Download Assessment of rational peptide design for kinase activity

Assessment of rational peptide design for kinase activity assays by mass spectrometry
Marcel Stoop, Jetse Scholma, Maikel Peppelenbosch, Jos Joore and Theo Luider
Introduction (max 120 words)
Protein kinases are key regulators of cellular processes, including proliferation, differentiation and apoptosis.
Kinase activity can be assessed by measuring the phosphorylation of peptides derived from physiological
downstream substrates, for example by mass spectrometry. However, these peptide substrates are not
equally suitable for use in kinase activity assays, because they lack sensitivity and/or specificity towards
individual kinases. We therefore set out to develop a strategy to select peptide substrates with optimized
sensitivity and specificity towards selected kinases, in order to improve peptide-based kinase assays.
Increased specificity is especially important for assaying individual kinase activities in complex mixtures,
such as cell lysates, containing many different protein kinases.
Methods (max 120 words)
As a first step towards a method for designing better peptide substrates, we used Predikin
(http://predikin.biosci.uq.edu.au/) as a tool to quantify the interaction of each amino acid in a heptapeptide
motif of a substrate with specific amino acids in the enzymatic cleft of a kinase, resulting in weight matrices
containing scores for each amino acid in each heptapeptide position. Here, we used the combination of
sensitivity matrices of two kinases merged into a specificity matrix to rationally design peptides for a kinase
activity assay that could distinguish between the different, but related kinases CDK1 and MAPK1. The
designed heptapeptides were synthesized as substrate peptides with the following structure: Biotin-AhxGGGG-heptapeptide-GGGG-OH. Phosphorylation reactions were carried out and measured in triplicate.

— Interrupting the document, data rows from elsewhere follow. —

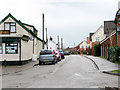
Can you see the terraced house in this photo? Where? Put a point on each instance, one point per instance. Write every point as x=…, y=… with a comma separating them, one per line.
x=19, y=41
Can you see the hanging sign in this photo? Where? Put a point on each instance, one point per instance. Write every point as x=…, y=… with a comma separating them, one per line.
x=4, y=31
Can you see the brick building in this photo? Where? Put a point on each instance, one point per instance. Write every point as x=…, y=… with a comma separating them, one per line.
x=109, y=41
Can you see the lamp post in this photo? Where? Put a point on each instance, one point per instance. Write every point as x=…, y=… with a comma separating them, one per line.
x=117, y=23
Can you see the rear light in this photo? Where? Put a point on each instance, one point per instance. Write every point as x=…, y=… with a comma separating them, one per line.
x=52, y=53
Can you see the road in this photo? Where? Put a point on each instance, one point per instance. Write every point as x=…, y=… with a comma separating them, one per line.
x=74, y=71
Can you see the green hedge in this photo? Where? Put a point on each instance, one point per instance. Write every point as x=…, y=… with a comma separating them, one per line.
x=114, y=53
x=97, y=50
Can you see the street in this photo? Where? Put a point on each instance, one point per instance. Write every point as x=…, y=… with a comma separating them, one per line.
x=75, y=71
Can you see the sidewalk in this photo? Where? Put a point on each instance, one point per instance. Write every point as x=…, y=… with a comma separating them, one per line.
x=103, y=64
x=17, y=68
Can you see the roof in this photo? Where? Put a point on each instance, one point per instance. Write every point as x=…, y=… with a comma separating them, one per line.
x=21, y=24
x=29, y=25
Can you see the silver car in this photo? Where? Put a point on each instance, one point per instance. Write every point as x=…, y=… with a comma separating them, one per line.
x=47, y=55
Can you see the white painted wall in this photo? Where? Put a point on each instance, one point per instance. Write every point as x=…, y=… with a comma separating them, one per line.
x=26, y=46
x=52, y=45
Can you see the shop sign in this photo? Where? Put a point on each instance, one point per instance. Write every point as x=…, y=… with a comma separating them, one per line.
x=31, y=38
x=25, y=38
x=4, y=31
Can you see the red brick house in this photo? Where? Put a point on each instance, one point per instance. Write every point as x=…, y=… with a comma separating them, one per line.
x=109, y=41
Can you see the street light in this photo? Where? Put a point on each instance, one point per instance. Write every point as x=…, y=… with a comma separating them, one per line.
x=116, y=21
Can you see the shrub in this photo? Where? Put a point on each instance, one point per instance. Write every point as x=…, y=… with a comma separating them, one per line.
x=114, y=53
x=97, y=50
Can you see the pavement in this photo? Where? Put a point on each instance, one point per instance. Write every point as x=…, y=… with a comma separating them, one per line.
x=102, y=64
x=17, y=68
x=75, y=71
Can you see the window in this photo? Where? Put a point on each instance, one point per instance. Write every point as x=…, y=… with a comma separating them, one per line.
x=10, y=26
x=1, y=50
x=97, y=39
x=11, y=48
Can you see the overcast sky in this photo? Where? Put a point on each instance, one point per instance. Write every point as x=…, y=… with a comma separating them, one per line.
x=72, y=20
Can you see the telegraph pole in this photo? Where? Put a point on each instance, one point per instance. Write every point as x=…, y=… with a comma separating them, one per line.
x=46, y=39
x=61, y=43
x=43, y=28
x=58, y=42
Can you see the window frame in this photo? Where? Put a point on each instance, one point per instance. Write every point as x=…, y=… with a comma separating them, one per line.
x=10, y=26
x=97, y=39
x=11, y=43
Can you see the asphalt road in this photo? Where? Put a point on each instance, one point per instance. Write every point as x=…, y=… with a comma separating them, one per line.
x=74, y=71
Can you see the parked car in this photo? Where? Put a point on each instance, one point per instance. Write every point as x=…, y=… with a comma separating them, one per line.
x=66, y=53
x=58, y=56
x=62, y=54
x=47, y=56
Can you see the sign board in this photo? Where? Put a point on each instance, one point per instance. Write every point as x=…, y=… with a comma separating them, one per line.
x=4, y=31
x=31, y=38
x=25, y=38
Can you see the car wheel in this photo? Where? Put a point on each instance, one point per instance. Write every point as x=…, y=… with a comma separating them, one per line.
x=40, y=63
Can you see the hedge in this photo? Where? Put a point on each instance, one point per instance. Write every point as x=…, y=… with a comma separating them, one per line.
x=114, y=53
x=96, y=50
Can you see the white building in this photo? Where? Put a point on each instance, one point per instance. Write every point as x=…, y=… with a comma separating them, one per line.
x=19, y=41
x=52, y=44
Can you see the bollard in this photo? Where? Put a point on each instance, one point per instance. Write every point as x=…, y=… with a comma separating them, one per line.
x=5, y=62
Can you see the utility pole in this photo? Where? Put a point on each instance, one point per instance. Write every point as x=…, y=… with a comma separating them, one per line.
x=46, y=39
x=61, y=43
x=58, y=42
x=43, y=28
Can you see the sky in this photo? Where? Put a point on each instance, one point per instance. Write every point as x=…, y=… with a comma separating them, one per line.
x=72, y=20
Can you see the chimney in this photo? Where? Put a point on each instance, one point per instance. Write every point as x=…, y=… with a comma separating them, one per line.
x=51, y=38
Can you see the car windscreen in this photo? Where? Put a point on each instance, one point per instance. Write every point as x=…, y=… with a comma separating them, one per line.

Preliminary results (max 300 words)
Mitogen activated protein kinase 1 (MAPK1) and Cyclin dependent kinase 1 (CDK1) were selected from the
CMGC group of kinases, a group of evolutionary related proline-directed kinases. These kinases are
expected to be dissimilar enough to be distinguishable in a kinase activity assay, while being similar enough
to display overlapping phosphorylation patterns. Peptides (12 peptides for each kinase) were
homogeneously incubated with each of the kinases separately. Phosphorylation causes a 80 Da shift in the
mass of the peptide fragment, which allowed a quantification of the fraction of phosphorylated peptide and
the unphosphorylated substrate peptide using mass spectrometry.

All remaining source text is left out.